Id. Thus, appellant’s silence not only strikes heavily against her, it also rebuffs any
presumption of prejudice to which she may have been entitled. See id.
Finally, the only prejudice appellant claimed to have suffered at the hearing was that
“witnesses’ memories are diminished in that length of time.” Yet, appellant tendered no
evidence to support the allegation at the hearing on her motion to dismiss.
In sum, while some of the factors bode against the State, one is not accorded much
weight.

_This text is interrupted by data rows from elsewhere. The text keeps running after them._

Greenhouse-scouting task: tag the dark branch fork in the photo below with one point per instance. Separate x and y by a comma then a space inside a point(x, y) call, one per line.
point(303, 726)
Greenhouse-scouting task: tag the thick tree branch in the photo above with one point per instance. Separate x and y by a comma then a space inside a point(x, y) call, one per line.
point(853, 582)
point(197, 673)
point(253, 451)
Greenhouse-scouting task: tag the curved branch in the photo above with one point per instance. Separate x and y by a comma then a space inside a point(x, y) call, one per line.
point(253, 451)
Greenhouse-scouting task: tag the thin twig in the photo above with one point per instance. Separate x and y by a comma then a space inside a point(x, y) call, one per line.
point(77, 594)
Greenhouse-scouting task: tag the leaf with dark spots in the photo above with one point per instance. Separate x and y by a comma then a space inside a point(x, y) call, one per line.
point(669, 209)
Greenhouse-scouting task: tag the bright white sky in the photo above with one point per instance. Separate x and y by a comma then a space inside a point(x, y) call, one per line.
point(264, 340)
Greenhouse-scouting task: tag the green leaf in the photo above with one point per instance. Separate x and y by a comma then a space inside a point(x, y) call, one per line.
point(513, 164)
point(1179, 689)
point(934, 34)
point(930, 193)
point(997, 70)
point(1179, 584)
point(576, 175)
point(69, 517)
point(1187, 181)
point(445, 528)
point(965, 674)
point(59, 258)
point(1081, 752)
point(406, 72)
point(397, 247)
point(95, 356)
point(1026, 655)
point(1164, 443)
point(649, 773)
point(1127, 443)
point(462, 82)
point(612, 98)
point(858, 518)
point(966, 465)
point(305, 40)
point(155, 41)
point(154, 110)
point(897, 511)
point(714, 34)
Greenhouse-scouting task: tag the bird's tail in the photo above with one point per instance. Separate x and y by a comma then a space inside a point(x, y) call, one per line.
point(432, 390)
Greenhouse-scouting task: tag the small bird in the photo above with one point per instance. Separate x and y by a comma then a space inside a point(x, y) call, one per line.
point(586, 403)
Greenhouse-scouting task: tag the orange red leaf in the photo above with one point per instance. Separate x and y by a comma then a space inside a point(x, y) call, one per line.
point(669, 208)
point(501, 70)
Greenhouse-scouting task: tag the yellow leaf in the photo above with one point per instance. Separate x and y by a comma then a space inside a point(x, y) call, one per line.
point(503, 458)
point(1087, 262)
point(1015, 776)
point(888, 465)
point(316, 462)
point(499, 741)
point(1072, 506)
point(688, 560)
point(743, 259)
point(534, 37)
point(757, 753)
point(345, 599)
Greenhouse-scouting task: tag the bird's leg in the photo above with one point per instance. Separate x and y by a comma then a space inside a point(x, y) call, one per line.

Furthermore, the trial court also had basis to conclude that by withholding her
complaint until shortly before trial, the balance of the factors weighed against appellant.
Thus, we cannot say that the decision of the court lacked evidentiary support or failed to
comport with the law, and we overrule the issue. See Shaw v. State, 117 S.W.3d at 890-
91 (finding that an unjustified 3½ year delay without objection until the eve of trial did not
violate the defendant’s right to a speedy trial); Anderson v. State, 8 S.W.3d 387 (Tex. App.
–Amarillo 1999, pet. ref’d) (noting that a six-year delay was not sufficient to dismiss the
prosecution).
Issue 2 - Sufficiency of the Evidence
Next, appellant claims the evidence was legally and factually insufficient to support
her conviction. We overrule the issue.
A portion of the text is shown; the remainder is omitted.